Competition and Risk
72 Pages Posted: 3 Apr 2020 Last revised: 28 Jan 2021
Date Written: July 3, 2020
Merger review in the United States has overlooked a significant competition harm: increasing risk. Mergers can increase both direct and systemic risk. There is now persuasive evidence that negative shocks to a firm can harm the firm’s consumers and trading partners, leading to national economic effects. And, as the COVID-19 pandemic has shown all too clearly, how we structure our markets can become a matter of life and death overnight.
I argue that mergers that increase risk by harming competition can be blocked under the Clayton Act. Risk should therefore be treated like innovation in merger review as a factor that can increase or decrease merger legality. I show when a merger is likely to change risk, to whom, and in what direction. Important factors include pre- and post-merger market power, consumer exposure, and economic centrality. When a merger increases risk because of a harm to competition, that increased risk is an antitrust harm and can therefore be used to block the merger. Moreover, the Federal Trade Commission and Department of Justice’s prosecutorial discretion allows them to consider risk harms in merger review even when such harms are not the direct result of reduced competition.

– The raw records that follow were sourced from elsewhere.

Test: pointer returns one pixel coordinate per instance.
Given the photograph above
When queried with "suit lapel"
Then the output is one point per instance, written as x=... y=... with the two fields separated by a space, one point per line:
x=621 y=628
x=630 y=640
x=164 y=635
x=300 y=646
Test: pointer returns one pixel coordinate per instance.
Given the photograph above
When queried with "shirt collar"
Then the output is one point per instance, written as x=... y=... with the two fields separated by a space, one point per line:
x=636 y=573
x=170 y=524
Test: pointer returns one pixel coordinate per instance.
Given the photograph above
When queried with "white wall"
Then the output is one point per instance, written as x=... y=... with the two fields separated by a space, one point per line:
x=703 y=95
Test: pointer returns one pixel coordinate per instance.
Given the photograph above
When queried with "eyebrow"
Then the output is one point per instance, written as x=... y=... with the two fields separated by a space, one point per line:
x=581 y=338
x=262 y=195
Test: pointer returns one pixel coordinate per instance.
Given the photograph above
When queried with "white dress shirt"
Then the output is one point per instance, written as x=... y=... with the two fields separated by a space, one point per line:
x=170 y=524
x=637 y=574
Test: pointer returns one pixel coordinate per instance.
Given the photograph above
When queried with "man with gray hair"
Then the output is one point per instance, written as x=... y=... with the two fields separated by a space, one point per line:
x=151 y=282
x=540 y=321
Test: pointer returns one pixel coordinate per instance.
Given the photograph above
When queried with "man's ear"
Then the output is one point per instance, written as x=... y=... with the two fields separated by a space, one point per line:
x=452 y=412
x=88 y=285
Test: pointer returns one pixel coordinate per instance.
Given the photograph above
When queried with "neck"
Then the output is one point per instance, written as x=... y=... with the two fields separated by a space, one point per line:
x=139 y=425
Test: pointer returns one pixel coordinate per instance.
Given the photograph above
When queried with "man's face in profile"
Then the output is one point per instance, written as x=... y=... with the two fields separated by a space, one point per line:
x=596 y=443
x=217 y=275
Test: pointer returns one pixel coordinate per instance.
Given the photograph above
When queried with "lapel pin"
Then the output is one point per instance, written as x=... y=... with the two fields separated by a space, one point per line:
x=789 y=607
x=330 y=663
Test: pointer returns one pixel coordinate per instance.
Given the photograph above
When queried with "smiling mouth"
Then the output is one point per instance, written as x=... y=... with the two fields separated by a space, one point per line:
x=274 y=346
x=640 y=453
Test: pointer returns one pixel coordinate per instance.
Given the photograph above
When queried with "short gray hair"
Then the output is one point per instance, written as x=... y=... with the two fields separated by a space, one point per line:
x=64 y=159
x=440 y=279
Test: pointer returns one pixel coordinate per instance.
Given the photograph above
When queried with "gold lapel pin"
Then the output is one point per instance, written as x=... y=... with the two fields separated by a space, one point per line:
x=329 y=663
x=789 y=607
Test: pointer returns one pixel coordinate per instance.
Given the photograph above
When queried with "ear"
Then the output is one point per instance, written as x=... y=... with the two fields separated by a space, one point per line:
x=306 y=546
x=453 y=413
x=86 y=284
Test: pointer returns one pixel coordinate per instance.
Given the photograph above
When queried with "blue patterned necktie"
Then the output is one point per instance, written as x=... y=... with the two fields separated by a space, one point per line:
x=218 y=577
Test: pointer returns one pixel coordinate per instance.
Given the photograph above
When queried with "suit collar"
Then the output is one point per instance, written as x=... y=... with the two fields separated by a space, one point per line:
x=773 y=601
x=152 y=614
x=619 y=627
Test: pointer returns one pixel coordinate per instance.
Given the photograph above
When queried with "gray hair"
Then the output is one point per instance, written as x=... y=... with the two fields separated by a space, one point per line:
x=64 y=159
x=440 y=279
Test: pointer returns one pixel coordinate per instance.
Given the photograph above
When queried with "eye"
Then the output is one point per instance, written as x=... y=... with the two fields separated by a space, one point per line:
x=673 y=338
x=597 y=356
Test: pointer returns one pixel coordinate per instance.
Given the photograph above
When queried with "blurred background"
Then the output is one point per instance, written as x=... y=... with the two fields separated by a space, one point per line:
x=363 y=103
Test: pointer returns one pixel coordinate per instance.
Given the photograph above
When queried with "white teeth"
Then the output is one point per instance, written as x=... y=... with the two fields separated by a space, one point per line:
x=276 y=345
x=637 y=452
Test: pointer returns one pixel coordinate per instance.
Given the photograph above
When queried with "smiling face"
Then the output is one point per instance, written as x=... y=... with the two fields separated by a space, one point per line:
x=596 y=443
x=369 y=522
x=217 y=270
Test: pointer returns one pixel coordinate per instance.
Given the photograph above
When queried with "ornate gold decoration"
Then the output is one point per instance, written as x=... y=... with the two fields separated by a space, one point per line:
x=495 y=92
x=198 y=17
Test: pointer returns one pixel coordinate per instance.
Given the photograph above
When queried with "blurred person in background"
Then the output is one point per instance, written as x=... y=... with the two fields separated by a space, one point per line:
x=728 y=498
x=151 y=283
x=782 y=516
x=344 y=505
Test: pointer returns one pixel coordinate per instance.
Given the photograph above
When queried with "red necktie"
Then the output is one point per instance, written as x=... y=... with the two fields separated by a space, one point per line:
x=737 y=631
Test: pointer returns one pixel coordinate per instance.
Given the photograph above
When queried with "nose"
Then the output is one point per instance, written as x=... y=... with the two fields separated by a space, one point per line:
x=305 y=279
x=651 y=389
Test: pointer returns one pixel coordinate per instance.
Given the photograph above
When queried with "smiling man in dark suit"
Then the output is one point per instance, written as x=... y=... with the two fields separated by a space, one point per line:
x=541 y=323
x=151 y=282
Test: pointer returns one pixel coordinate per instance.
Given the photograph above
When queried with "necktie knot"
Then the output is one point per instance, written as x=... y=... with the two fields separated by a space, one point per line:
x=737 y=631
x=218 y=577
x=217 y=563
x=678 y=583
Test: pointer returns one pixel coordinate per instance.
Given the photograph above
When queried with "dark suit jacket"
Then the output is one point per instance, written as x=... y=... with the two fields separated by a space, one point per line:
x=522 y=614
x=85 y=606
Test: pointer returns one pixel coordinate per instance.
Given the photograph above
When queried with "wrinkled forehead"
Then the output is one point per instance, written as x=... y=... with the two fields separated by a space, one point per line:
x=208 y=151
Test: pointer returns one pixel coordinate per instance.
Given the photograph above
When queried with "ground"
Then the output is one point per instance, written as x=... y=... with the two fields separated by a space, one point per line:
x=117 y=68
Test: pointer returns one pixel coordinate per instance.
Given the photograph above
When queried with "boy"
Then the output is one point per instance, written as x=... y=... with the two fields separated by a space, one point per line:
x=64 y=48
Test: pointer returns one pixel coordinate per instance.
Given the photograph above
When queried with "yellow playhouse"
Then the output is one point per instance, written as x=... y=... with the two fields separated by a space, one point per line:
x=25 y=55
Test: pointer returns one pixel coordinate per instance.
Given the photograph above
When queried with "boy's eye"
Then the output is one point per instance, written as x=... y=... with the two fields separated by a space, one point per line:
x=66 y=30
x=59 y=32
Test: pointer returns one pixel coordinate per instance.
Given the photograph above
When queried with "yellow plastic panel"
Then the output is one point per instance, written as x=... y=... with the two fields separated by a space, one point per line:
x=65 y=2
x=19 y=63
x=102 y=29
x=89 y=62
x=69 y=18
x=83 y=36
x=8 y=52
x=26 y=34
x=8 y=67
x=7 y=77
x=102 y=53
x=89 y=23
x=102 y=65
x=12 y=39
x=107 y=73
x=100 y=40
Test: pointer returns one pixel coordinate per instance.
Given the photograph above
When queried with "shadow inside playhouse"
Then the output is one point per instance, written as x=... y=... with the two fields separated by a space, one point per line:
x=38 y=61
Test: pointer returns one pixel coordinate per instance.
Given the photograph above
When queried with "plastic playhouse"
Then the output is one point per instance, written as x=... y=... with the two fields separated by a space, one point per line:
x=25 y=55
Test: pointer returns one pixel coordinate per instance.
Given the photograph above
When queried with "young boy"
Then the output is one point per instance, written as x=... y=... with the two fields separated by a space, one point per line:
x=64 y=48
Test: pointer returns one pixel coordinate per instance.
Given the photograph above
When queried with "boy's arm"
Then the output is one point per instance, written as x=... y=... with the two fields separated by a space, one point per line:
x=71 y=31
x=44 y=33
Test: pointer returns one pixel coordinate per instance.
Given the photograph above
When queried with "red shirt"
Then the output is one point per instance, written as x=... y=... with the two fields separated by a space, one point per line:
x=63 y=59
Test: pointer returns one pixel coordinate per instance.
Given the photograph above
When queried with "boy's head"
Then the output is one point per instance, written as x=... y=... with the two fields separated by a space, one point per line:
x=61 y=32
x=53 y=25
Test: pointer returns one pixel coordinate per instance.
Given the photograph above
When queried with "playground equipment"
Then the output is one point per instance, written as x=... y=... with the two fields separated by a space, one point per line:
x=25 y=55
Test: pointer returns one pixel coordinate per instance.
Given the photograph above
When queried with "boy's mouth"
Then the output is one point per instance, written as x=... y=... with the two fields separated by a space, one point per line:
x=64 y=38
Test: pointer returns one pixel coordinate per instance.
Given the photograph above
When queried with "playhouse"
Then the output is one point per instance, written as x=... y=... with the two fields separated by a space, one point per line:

To illustrate, I apply risk analysis to a large generic pharmaceuticals merger. I conclude with recommendations on how to incorporate risk analysis into merger review. Doing so reveals otherwise invisible but significant merger harms and demonstrates that merger efficiencies have serious costs in addition to their often-discussed benefits. In an Appendix, I propose language for a new section on risk that the new administration can consider if it revises the DOJ and FTC’s Horizontal Merger Guidelines.